Ten football players and a few of their friends squeezed under a small canopy to hide from the hot sun Saturday morning.

They were savoring the limited shade at Marana Middle School and taking a break between football games during the second annual Duel in the Desert football jamboree.

For five hours under the blistering sun, more than 600 middle-schoolers got their chance to play football. Doubling the number of squads from last year, 16 teams played games in the seventh-grade, eighth-grade and lightweight divisions.

In between their three games, the teams scurried for shade and lapped up water to try to stay cool as the temperature rose to triple digits. The players enjoyed seeing their friends on other teams and getting the opportunity to begin the football season.

“It was fun just hanging out with all our friends,” said Bradley Miller, who plays on the offensive line for Marana’s eighth-grade team. “Football is awesome. We were pouring water down our backs, drinking water, taking off our helmets (to stay cool).”

There was no overall winner, but Cross Middle School earned the sportsmanship award determined by the referees. All players on each team were required to participate during the 45-minute scrimmages with a running clock.

Each team was given 10 offensive plays, and the games began at the 35-yard line with no kickoffs and no first downs. Teams played on the main and auxiliary fields at Marana, with two teams playing at one end of each field at the same time. Under umbrellas on the sidelines, their families cheered touchdowns.

“It went pretty well. We did a lot of teamwork,” said Dionte Flores, who plays running back for Flowing Wells’ eighth-grade team. “Our team is altogether, like a big family.”

Running back Stephen Villa, an eighth-grader on Tortolita’s lightweight team, rushed for 50 yards on two carries in a game. His teammate, quarterback Zach Everson, fumbled a snap but picked up the ball and ran for a touchdown in a game against Flowing Wells.

“It was redeeming,” Everson said. “It was fun just to be able to play.”

Tortolita running back Collin Ruffell, a seventh-grader, scored a touchdown on a 35-yard run against Flowing Wells.

“It’s fun playing, hitting, being on the field,” he said.

The Tortolita lightweight team stayed cool by remaining in the shade behind the big bleachers and drinking from two huge water jugs.

Ten Amphitheater players stretched out on the grass under a blue canopy, eating cheeseburgers and resting before their final game.

“It’s nice seeing friends we haven’t seen in a long time,” eighth-grader Vicente Chiquete said.

“We’re coming together as a team,” eighth-grader Brandon Russell added.

Cross’ eighth-grade team hung out under a small tree before its final game. The players stretched their hamstrings in preparation.

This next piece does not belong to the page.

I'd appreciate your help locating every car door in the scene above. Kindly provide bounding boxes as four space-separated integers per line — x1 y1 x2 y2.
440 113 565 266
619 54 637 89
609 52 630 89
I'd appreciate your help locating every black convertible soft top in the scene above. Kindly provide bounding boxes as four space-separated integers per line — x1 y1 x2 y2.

“We’re getting to play football for the first time this year,” said Tristan Peterson, a fullback and tight end.

Including the players, parents and other spectators, more than 1,000 people attended the jamboree that ran from 7 a.m. until past noon.

“There was a huge amount of people out here,” Marana Middle School assistant principal and co-athletic director Josh Bayne said. “It was cool seeing the Northwest League in one spot.

“It gets every player quality stats. Once the season starts, not every player might play. Here, they do. They play in three games in one day.”

Other schools that participated were Coronado, Wilson and La Cima.